Hormonal contraceptives (HCs), designed to prevent pregnancy, are one of the most widely used prescription medications among reproductive age women1 (United Nations, 2019). Although the specific type, formula, and resulting mechanism of action varies, common to all HCs is endocrine disruption due to the introduction of synthetic ovarian hormones into the bloodstream. Despite the prevalence of HC use worldwide and numerous positive impacts on women’s reproductive autonomy, emerging evidence suggests that there may be negative effects of HCs on psychological functioning including altered and potentially maladaptive emotion processing (Lewis et al., 2019, Pahnke et al., 2019, Pletzer and Kerschbaum, 2014). Compared with naturally-cycling2 (NC) women, HC users may exhibit significant alterations in neurophysiology, affecting both structure and function in numerous areas of the brain associated with cognition and emotion (Sharma et al., 2020; for review, Brønnick et al., 2020, Porcu et al., 2019). Behavioral researchers have also begun to uncover differences in adaptive social behaviors between HC users and NC women. Much of this research has focused on a set of outcomes under the broad category of competitiveness and competition, which are important for women’s personal and career-oriented social advancement.
The aims of this review are twofold: 1) to introduce a theoretical framework for understanding HC effects on competitive behavior and 2) to comprehensively examine prior research on the effect of HCs on social-behavioral outcomes related to competition. Not only is competing important for social advancement, but competing for access to limited resources is a fact of life: it is exhibited by all organisms in all ecosystems and drives both evolution and reproductive success (Casto and Mehta, 2019, Cheng et al., 2010, Clutton-Brock and Huchard, 2013, Stockley and Bro-Jørgensen, 2011). Individuals who out-compete their rivals are more likely to survive and successfully produce offspring who will then carry their genes into the next generation. It is only by competing—and competing successfully—that individuals can survive, reproduce, and flourish. Despite the importance of competitive behavior, it can be particularly difficult to properly evoke and measure in the laboratory. Attempts to do so often lack ecologically validity and are male-biased (Casto and Prasad, 2017, Williams and Tiedens, 2016).

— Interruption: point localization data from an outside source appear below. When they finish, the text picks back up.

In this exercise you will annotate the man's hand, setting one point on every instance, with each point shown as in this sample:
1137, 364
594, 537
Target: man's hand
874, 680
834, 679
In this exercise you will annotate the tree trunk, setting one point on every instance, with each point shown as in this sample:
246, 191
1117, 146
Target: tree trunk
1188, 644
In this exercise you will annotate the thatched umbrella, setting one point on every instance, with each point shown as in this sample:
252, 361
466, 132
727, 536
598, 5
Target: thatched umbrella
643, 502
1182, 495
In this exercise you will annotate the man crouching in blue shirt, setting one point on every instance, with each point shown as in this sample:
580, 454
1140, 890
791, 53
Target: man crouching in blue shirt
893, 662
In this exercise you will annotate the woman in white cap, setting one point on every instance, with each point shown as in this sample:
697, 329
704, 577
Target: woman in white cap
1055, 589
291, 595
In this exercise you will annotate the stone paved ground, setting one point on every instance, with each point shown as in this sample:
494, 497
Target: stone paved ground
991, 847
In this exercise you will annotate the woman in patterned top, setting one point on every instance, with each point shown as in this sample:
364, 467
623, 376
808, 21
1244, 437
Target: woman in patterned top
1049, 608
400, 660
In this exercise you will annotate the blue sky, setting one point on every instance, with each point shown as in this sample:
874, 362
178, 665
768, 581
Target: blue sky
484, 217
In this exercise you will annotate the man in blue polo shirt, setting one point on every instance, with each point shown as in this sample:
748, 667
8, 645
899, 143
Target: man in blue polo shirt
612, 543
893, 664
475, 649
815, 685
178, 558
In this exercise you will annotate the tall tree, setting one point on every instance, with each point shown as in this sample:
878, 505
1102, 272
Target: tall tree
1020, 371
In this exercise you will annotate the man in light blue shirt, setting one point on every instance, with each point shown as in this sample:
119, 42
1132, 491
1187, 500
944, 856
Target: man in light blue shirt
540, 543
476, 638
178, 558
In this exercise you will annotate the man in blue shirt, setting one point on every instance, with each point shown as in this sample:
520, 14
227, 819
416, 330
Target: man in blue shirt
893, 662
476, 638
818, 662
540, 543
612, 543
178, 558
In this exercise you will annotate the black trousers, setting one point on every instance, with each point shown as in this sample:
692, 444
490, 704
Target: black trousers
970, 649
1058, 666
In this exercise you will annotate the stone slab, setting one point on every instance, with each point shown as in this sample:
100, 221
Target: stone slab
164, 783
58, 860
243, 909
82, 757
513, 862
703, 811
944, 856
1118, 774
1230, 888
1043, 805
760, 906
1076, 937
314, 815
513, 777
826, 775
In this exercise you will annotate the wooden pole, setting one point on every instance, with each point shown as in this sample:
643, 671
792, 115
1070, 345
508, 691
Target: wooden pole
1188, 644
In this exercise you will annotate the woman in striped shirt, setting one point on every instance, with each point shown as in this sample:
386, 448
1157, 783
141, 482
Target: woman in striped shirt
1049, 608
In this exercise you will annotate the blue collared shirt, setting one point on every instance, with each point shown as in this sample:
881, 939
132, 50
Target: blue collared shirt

Guided by the adaptive significance of competition and the constraints of the extant literature, we focus on research that has tested HC effects on two main categories of competitive behavior: competition for reproductive partners (mate selection, attraction, and retention) and competition for social and financial resources (money and social status). We begin with the theoretical framing for hormonal correlates of competitive behavior followed by a brief overview of how HCs affect hormone levels and patterns of exposure. We then review all available prior studies examining HC effects on competitive behavior separately for the two resource categories. We conclude by synthesizing the prior research, identifying methodological strengths and weaknesses, and highlighting avenues for future directions.